Sunday, July 17, 2011


On July 7, I reported about high levels of radiation found in some beef cattle from Fukushima prefecture in Japan ("Why Radiation-Contaminated Cattle are Bad News"). These cattle were raised about 20-30km away from the radiation-spewing nuclear power plant. I also noted that testing had caught the problem before the beef reached the market. Not so. The initial reports were wrong. Some of this beef, with 3-6 times allowed levels of the radionuclide, cesium, has been sold - and eaten. At least 2,650 pounds of it. Consumers in Japan are not happy. With reason.

In fact, it turns out that the contaminated meat has not just been sold in Tokyo, but in at least 13 prefectures of Japan (maybe more). Japan's second-biggest retailer, Aeon Co. admitted today to selling the beef. It's not the only one. The cattle had been fed rice straw tainted with radiation, in spite of the farmer's claims that he was very careful about cattle feed.

New bans and better testing are in the works. Consumers are suffering, and so are farmers, distributors, retailers. As far as we know at present, the suspect beef has not been exported to other countries. Japanese food exports are already down as a result of bans on many products in a number of countries. This will make the situation worse.

Unfortunately, with food contamination events, the news invariably gets worse than in the initial reports: more products are found to be contaminated, hazardous food is found to have been distributed more widely than initially thought, more people become ill. And, on occasions, dangerous food has been sold and eaten when we believed that testing had caught it in time. As in this case.

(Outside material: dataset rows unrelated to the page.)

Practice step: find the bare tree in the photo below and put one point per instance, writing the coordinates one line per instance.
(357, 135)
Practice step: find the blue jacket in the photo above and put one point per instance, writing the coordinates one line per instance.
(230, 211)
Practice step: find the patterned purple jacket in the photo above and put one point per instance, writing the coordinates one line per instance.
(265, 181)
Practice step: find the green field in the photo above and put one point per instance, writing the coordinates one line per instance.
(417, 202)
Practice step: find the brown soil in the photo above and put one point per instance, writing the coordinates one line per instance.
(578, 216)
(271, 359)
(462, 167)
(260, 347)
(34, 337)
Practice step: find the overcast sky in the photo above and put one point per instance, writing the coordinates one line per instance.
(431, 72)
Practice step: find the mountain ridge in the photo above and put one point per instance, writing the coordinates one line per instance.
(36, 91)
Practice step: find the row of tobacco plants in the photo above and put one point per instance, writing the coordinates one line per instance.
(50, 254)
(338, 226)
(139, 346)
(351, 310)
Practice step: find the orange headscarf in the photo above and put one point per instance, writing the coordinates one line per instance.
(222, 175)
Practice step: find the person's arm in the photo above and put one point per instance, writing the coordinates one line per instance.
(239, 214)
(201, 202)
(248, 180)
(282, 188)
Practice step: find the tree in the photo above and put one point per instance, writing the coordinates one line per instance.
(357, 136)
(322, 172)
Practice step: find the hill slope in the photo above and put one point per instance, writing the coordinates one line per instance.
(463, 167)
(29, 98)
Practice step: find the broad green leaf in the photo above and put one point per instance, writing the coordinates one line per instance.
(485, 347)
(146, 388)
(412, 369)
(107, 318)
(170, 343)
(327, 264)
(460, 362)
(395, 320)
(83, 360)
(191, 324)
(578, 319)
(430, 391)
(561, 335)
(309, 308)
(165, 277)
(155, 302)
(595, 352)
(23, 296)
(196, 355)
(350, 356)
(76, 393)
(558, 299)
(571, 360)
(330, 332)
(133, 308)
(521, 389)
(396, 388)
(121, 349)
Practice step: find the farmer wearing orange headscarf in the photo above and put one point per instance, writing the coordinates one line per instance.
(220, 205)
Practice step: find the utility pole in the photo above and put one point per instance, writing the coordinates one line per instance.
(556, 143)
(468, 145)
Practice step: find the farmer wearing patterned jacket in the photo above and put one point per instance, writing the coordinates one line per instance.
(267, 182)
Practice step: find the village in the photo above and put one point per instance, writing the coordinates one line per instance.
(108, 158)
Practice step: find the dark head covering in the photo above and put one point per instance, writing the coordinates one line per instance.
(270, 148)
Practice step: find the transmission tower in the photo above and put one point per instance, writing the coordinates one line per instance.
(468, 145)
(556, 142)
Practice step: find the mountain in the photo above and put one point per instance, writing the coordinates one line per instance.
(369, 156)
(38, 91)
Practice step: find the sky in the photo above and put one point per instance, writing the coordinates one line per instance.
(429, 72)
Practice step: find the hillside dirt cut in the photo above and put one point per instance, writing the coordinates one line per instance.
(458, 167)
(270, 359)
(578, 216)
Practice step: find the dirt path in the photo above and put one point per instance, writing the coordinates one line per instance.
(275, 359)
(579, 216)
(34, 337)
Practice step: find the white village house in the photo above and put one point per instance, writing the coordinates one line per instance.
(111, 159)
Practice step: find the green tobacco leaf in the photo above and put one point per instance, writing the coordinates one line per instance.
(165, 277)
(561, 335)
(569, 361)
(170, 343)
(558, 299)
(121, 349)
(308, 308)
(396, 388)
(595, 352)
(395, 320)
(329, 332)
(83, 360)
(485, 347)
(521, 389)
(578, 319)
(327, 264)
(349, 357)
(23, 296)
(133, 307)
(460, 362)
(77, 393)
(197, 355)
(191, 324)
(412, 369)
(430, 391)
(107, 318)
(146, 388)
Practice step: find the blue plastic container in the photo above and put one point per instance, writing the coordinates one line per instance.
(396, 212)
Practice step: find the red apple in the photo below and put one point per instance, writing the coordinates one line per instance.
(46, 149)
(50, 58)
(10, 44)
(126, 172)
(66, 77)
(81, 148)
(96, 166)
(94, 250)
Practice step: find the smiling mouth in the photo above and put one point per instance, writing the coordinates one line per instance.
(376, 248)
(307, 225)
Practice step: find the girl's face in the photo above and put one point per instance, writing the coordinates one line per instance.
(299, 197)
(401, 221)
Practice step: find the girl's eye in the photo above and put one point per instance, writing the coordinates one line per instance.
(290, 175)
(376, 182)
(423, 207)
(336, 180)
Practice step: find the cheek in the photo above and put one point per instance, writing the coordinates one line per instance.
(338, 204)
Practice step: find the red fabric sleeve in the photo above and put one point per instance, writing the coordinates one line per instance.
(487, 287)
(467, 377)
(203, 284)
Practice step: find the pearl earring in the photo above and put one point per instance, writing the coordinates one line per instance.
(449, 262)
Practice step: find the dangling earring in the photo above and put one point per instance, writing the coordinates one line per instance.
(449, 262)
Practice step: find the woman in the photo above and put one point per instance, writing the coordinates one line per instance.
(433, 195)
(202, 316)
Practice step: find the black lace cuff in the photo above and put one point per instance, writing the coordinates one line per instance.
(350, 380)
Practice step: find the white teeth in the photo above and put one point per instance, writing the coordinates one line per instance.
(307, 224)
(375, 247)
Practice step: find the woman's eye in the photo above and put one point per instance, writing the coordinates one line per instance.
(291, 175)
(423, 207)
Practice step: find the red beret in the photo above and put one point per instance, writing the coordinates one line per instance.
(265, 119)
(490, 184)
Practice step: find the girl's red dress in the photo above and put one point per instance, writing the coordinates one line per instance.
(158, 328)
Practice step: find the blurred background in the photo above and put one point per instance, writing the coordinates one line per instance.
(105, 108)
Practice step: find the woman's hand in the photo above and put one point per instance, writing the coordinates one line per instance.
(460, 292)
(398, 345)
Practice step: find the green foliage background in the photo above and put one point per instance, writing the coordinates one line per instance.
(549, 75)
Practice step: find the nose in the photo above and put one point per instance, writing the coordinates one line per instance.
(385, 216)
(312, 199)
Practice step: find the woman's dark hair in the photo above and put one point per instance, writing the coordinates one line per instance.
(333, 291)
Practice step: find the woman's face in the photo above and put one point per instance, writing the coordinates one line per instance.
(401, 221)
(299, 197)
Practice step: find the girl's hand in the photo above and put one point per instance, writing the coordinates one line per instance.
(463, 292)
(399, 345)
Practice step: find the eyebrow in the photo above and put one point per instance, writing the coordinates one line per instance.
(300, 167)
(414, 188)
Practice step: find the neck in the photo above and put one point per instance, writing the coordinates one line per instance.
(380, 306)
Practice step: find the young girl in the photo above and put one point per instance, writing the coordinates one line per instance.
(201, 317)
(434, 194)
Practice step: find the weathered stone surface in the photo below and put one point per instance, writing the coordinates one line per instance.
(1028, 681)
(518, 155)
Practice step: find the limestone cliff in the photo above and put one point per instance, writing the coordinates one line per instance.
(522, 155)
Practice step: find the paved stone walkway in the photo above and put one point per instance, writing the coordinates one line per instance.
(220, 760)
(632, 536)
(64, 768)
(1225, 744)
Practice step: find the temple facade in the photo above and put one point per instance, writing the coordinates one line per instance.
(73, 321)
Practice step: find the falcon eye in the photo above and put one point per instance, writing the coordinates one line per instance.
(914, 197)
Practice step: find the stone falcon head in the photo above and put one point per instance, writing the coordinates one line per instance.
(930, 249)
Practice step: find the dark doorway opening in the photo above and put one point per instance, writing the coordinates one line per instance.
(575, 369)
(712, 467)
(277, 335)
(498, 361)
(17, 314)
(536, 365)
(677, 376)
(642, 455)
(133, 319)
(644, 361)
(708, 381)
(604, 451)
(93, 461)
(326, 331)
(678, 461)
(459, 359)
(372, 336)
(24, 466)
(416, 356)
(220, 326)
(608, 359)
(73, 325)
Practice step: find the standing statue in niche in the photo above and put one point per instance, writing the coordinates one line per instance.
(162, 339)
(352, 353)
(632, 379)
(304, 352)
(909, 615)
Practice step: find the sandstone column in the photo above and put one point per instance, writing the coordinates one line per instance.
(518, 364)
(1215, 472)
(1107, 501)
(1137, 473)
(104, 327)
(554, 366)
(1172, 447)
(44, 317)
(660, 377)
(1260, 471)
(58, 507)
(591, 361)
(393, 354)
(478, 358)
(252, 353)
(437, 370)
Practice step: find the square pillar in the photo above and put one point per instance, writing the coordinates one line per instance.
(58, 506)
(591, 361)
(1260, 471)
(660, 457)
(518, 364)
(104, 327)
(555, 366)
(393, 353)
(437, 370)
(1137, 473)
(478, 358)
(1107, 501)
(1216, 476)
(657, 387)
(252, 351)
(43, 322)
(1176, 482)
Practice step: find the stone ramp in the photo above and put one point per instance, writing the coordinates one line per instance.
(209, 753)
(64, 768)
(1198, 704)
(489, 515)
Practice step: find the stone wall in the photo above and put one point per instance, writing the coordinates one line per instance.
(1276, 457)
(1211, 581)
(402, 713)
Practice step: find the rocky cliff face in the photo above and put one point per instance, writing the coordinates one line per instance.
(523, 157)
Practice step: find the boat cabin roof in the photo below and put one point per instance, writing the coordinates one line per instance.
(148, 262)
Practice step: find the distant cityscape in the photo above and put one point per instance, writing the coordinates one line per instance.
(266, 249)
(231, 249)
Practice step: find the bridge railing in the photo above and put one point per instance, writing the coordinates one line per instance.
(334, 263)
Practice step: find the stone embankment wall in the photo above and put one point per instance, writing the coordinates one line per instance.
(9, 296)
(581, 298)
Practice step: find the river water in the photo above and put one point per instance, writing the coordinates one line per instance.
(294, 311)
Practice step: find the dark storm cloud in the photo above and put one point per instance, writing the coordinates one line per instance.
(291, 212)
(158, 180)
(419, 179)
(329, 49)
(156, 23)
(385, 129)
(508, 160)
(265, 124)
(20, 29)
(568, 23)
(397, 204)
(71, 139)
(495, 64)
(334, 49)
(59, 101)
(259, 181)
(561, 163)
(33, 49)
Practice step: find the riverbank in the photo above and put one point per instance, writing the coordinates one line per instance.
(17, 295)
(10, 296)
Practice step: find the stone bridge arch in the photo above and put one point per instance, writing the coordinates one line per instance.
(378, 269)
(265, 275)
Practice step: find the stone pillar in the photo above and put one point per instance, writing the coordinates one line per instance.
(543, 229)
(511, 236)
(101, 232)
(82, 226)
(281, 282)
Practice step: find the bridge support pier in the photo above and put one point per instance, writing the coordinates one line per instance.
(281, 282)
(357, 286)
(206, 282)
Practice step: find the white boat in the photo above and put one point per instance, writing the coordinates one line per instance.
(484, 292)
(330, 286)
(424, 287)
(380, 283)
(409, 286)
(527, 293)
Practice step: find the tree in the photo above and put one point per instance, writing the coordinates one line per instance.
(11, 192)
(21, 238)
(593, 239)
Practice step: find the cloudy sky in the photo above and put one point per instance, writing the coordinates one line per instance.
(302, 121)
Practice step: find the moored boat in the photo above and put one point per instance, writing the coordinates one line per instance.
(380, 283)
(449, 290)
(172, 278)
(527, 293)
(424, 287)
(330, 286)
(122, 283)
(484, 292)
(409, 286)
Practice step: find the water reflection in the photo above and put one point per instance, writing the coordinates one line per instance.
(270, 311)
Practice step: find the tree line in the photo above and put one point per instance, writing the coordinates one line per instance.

Is more bad news to come? My guess: as testing is expanded, high levels of cesium will soon be found in more cattle and in other food animals and poultry (read the four questions I raise in the July 7th post).

To your good health,

1 comment:

Anonymous said...

This is yet another argument for buying local. Although I don't buy beef there, I do obtain a lot of produce from weekly farmers' markets. Not only is the produce fresher, it passes through fewer hands, thereby reducing the risk of contamination.